TT farmers to get duty-free concessions, but they’ll have to build drainage and irrigation

Last Updated on Saturday, 26 December 2015, 21:01 by GxMedia

Trinidad and Tobago’s Finance Minister, Larry Howai delivering his budget presentation in Parliament on Monday.

Guyana’s Agriculture Minister, Dr. Leslie Ramsammy said that Trinidad and Tobago’s farm investors will get duty free concessions but will have to help improve drainage and irrigation at new lands to be allocated.

“We have been working out arrangements with foreign investors that when they develop this land with infrastructure Guyanese farmers will also benefit,”  he told Demerara Waves Online News (

Ramsammy’s comments Monday afternoon came moments after the Finance Minister of the twin-island republic, Larry Howai announced in his budget presentation that talks were underway with Guyanese authorities on the investment package.

“We have requested of the Government of Guyana that investors from Trinidad and Tobago be eligible to access incentives currently available to Guyanese farmers and be allowed to repatriate profits,” he said.

Ramsammy assured that Trinidad and Tobago farmers would benefit from a level playing field in receiving concessions such as duty-free waivers on all machinery and inputs.

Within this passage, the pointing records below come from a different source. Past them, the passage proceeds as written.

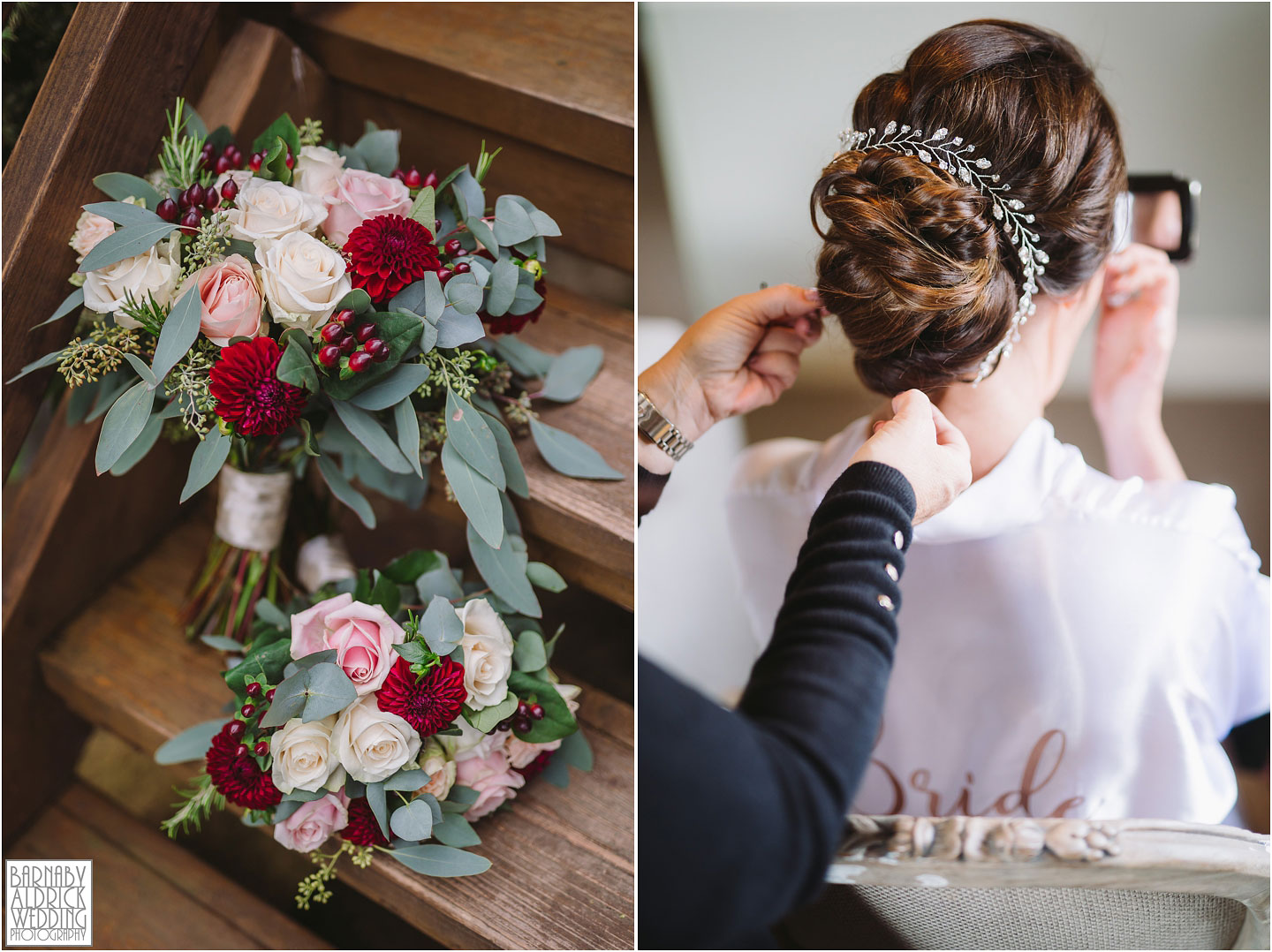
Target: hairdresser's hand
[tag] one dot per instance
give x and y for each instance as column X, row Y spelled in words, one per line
column 740, row 356
column 1132, row 351
column 927, row 448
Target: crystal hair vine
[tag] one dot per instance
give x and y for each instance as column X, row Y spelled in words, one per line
column 953, row 156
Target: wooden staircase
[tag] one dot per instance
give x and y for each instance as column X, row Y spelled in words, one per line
column 90, row 631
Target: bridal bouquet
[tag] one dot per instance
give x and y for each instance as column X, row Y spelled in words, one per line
column 358, row 718
column 300, row 303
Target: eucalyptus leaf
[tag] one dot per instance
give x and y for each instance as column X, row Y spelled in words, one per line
column 456, row 329
column 396, row 387
column 178, row 333
column 346, row 494
column 570, row 455
column 127, row 242
column 473, row 440
column 482, row 233
column 526, row 360
column 488, row 717
column 413, row 821
column 529, row 654
column 440, row 627
column 121, row 185
column 453, row 830
column 139, row 448
column 188, row 745
column 503, row 287
column 75, row 298
column 422, row 206
column 514, row 473
column 124, row 213
column 476, row 495
column 433, row 859
column 122, row 425
column 572, row 371
column 207, row 462
column 297, row 367
column 545, row 578
column 504, row 570
column 367, row 431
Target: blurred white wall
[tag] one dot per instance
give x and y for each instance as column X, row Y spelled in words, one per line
column 748, row 99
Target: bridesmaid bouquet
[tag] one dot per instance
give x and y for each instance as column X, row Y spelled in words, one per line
column 300, row 303
column 355, row 717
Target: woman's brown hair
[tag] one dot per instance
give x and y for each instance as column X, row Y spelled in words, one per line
column 920, row 275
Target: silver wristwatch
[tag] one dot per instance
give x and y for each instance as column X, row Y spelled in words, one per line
column 659, row 428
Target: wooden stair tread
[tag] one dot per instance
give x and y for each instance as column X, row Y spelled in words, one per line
column 563, row 859
column 149, row 893
column 557, row 75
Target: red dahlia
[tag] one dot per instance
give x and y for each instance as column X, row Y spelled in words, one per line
column 511, row 323
column 363, row 829
column 248, row 393
column 237, row 774
column 429, row 703
column 387, row 253
column 535, row 767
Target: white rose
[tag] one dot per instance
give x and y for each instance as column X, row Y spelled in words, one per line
column 265, row 208
column 373, row 744
column 440, row 769
column 155, row 274
column 317, row 170
column 303, row 280
column 488, row 654
column 303, row 759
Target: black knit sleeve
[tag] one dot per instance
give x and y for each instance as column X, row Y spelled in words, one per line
column 742, row 811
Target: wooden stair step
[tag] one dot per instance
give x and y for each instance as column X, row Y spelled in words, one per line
column 556, row 75
column 149, row 893
column 583, row 528
column 563, row 861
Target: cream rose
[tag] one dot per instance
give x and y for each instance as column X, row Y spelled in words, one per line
column 90, row 229
column 154, row 274
column 488, row 654
column 302, row 757
column 359, row 196
column 265, row 208
column 440, row 769
column 317, row 170
column 373, row 744
column 231, row 300
column 312, row 822
column 303, row 280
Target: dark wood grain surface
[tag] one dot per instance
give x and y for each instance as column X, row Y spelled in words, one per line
column 563, row 859
column 558, row 75
column 149, row 893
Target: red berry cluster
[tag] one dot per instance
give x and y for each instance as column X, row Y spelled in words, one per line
column 411, row 178
column 344, row 336
column 522, row 717
column 191, row 205
column 229, row 159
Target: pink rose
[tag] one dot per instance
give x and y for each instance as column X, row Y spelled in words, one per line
column 359, row 196
column 363, row 637
column 493, row 778
column 231, row 300
column 89, row 230
column 307, row 829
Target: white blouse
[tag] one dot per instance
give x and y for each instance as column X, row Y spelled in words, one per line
column 1070, row 645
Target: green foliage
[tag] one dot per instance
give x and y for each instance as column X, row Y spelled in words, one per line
column 195, row 806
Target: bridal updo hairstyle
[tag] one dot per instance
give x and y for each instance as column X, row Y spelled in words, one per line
column 913, row 265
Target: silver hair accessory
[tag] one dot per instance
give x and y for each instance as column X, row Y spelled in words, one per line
column 953, row 156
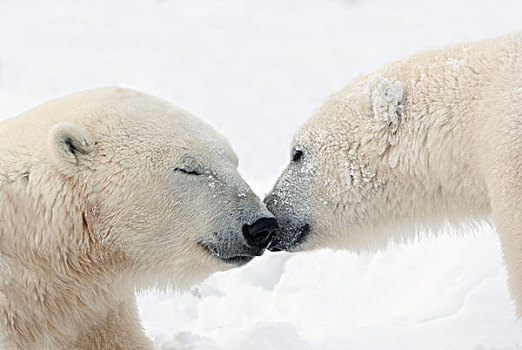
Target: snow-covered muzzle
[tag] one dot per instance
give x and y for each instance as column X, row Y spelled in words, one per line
column 289, row 201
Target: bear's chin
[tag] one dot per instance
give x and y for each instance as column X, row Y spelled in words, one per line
column 290, row 240
column 232, row 259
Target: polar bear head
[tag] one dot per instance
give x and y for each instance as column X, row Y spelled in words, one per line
column 335, row 182
column 127, row 179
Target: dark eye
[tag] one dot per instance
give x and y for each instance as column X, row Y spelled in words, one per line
column 188, row 171
column 297, row 156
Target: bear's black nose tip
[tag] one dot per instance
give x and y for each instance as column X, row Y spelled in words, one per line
column 260, row 233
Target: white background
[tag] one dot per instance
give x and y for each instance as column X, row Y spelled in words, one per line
column 256, row 70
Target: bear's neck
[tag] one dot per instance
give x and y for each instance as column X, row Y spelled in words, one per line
column 54, row 280
column 434, row 163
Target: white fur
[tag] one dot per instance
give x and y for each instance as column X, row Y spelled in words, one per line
column 91, row 208
column 433, row 138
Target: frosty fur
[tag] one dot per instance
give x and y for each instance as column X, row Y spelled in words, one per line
column 90, row 210
column 430, row 139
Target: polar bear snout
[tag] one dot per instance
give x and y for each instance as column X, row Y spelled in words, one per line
column 260, row 233
column 256, row 237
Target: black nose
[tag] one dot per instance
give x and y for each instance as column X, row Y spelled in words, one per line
column 260, row 233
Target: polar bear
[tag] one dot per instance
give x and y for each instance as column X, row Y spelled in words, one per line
column 430, row 139
column 104, row 192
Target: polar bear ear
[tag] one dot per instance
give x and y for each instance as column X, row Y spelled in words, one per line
column 386, row 101
column 70, row 144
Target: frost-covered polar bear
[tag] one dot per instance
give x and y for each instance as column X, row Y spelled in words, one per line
column 432, row 138
column 103, row 192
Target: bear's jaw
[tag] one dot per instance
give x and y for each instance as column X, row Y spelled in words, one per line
column 231, row 257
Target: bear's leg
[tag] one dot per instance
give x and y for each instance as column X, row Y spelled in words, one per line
column 121, row 329
column 505, row 190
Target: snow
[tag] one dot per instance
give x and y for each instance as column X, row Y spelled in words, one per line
column 256, row 70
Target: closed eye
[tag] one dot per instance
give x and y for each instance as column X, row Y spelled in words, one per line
column 188, row 172
column 297, row 156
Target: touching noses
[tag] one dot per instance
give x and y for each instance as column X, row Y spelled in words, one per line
column 260, row 233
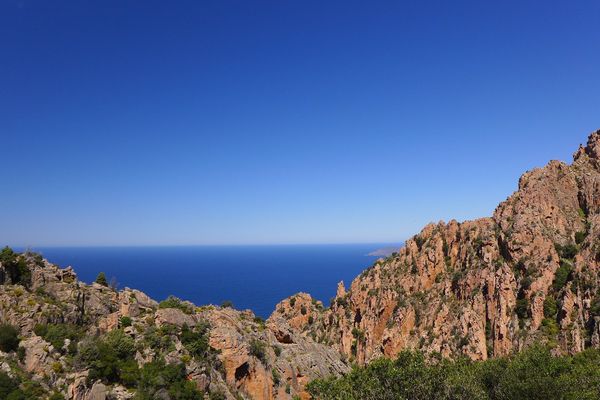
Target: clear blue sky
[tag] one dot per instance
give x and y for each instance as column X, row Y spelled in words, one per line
column 294, row 121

“They are not going to get a deal that is any less than Simpson at Santa Fe (the Barbados-owned entity in Rupununi),” he told Demerara Waves Online News (

Through the Food Security Facility, Guyana will immediately make available 10,000 acres of land in Berbice and a further 90,000 acres as time progresses. Allocation of the land, Ramsammy said, would depend on what the T&T investors want to focus on.

He said that Guyanese would not be disadvantaged by the allocation of lands to T&T farmers. “No land that is presently available for Guyanese will be part of that allocation. They will be new lands.”

The Trinidad and Tobago government will invite private sector investors to plough money into agricultural production in Guyana. Georgetown will in turn facilitate and support such investments.

The Guyanese Agriculture Minister said priorities could include the production of corn and soya bean to help bring down the cost of poultry and other stock-feed. He hopes that the lower prices will trickle down in the cost of chicken and other meat.

The Caribbean needs two million tonnes of corn and soya bean annually.

Tilapia, vegetables, rice and livestock are among the several types of produce that have been explored by technical teams that have visited Guyana in recent months.

While the bulk of employees would be Guyanese, Ramsammy said the emphasis would be on mechanised farming.  “We have not yet concluded on what they are doing,” he said, adding that “It is going to target import substitution for things that we are importing into the region.”

In an apparent effort to address concerns that the Trinidad and Tobago government was not maximizing and allocating lands to farmers there, that country’s Finance Minister highlighted the allocation of large acreages.

He said 4,111 acres of land formerly owned by Caroni Limited and 100 acres of State lands at Tucker Valley have been divided into six small and eight large farms for distribution to farmers.  He also said that 5,800 acres of agriculture lands leased to former employees of Caroni are being brought into cultivation through Growers Responsible for Evolving and Enriching the Environment. “Cultivation and harvesting have already begun and members of the public are benefitting from the farm-fresh produce cultivated through environmentally friendly methods,” he said.